It’s fine to ask this here :). One of the reason we wanted to build on our own technologies is that it’s not very satisfying to ask people to raise the issue upstream — we want to be able to just answer the question.
As far as actually computing the position feature, you might want to base it off the token.idx
attribute, and then discretise this somehow. Probably bins like 0-10, 10-30, 30-60, 60+ might be good. Additional bins for regions near the end might also be useful. If you hate arbitrary things like this, you can use information theory to find more principled cutting points – you want to find cuts that maximise the information gain with respect to the entity labels. I wouldn’t bother doing that though.
I can think of three pretty different ways you could get the model to take advantage of the position features. Unfortunately they’re all somewhat complicated, and I’m in Sydney until early January, so can only offer limited assistance. The three options are:
-
Add a feature to the word representations.
-
Add a feature to the state representations.
-
Create a linear model, and make the scores linear(input) + neural(input)
. This way you can add whatever features you want to the linear model.
-
Create a multi-task objective, so the model is trained to predict the position given the input.
Number 4 is the fancy new neural way of going about things. The idea is a bit counter-intuitive. Instead of incorporating the position information as a feature, you encourage the model to learn that the start of the document looks different from the rest of the document. The knowledge required to make that distinction gets put into the word representations, which are shared between the position prediction model and the entity prediction model. At run-time, you throw away the position prediction model, and just use the word representations.

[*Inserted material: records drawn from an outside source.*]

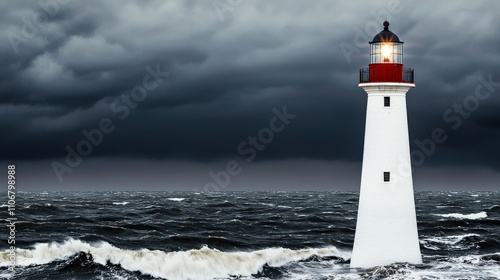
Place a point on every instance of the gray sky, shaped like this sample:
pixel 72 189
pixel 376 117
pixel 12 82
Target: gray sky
pixel 167 92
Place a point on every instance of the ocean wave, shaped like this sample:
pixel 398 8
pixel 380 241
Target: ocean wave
pixel 452 242
pixel 204 263
pixel 176 199
pixel 121 203
pixel 473 216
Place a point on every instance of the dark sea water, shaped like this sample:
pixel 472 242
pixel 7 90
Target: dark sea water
pixel 238 235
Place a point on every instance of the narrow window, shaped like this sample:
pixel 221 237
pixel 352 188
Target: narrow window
pixel 387 176
pixel 387 101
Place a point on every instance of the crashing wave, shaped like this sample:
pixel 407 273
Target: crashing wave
pixel 473 216
pixel 204 263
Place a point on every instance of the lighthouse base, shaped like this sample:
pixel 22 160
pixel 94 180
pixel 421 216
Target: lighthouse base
pixel 386 230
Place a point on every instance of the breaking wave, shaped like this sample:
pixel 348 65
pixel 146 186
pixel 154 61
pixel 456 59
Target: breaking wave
pixel 473 216
pixel 204 263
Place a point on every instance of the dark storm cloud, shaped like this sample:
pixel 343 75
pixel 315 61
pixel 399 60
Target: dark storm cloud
pixel 227 75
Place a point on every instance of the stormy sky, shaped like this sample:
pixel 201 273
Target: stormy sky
pixel 239 95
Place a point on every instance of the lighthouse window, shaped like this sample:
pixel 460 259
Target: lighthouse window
pixel 387 176
pixel 387 101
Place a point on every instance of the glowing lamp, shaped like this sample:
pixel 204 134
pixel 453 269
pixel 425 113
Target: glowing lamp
pixel 386 47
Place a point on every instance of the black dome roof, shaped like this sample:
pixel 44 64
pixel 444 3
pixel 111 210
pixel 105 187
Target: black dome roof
pixel 385 35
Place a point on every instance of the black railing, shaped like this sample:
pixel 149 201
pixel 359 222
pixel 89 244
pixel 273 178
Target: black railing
pixel 364 75
pixel 408 75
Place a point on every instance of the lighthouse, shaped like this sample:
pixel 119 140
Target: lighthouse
pixel 386 229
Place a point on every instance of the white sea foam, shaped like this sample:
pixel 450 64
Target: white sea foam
pixel 448 242
pixel 199 264
pixel 121 203
pixel 268 204
pixel 176 199
pixel 473 216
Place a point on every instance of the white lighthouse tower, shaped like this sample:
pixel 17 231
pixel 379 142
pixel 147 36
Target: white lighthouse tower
pixel 386 229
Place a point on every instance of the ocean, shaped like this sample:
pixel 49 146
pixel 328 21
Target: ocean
pixel 237 235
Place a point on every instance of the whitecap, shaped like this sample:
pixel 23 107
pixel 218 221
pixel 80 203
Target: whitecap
pixel 204 263
pixel 176 199
pixel 473 216
pixel 268 204
pixel 448 242
pixel 121 203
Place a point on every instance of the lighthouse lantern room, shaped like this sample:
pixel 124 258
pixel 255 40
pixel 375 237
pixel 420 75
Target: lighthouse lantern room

Have a look at the init_multitask_objectives
method of EntityRecognizer
in https://github.com/explosion/spaCy/blob/master/spacy/pipeline.pyx . If you subclass this class, you can have it create a subclass of MultitaskObjective
that tries to predict a position feature.
I’m planning to build hooks to make 3 much easier, because I think this will be useful for the syntactic parser. It’s also my plan to address the current speed problems: make the model a linear and neural ensemble, and let people switch off the neural component if they want the parser to be faster. So I’ll defer discussion of this for now.
Options 2 and 1 will be easiest to do if you build from source at first, while you experiment. Once you’ve finished experimenting, you can work out the neatest way to subclass everything to make your changes.
The part of the code to modify to do 1 is the Tok2Vec function in spacy/_ml.py
. You need to write a function like this signature:
from thinc.api import layerize, chain, flatten, FeatureExtracter
from thinc.i2v import Embed
def discretize(bins):
def discretize_fwd(positions):
# This should take a single array of integer positions, and return a single array of uint64 feature IDs
return discretized
return layerize(discretize_fwd)
def EmbedPositions(widths, bins):
with Model.define_operators({'>>': chain}):
model = (
FeatureExtracter([IDX])
>> with_flatten(
discetize(bins)
>> Embed(width, nV=len(bins))
)
)
return model
The idea is to create the feature extracter that takes Doc
objects, and returns a list of arrays with the position vectors. This list of vectors can then be used to as part of the Tok2Vec
function. You could put the position vectors before or after the convolutions. I’m not sure which would work best.
Strategy 2 — extending the state representation — is currently difficult, because the state representation assumes that all of the values refer to tokens.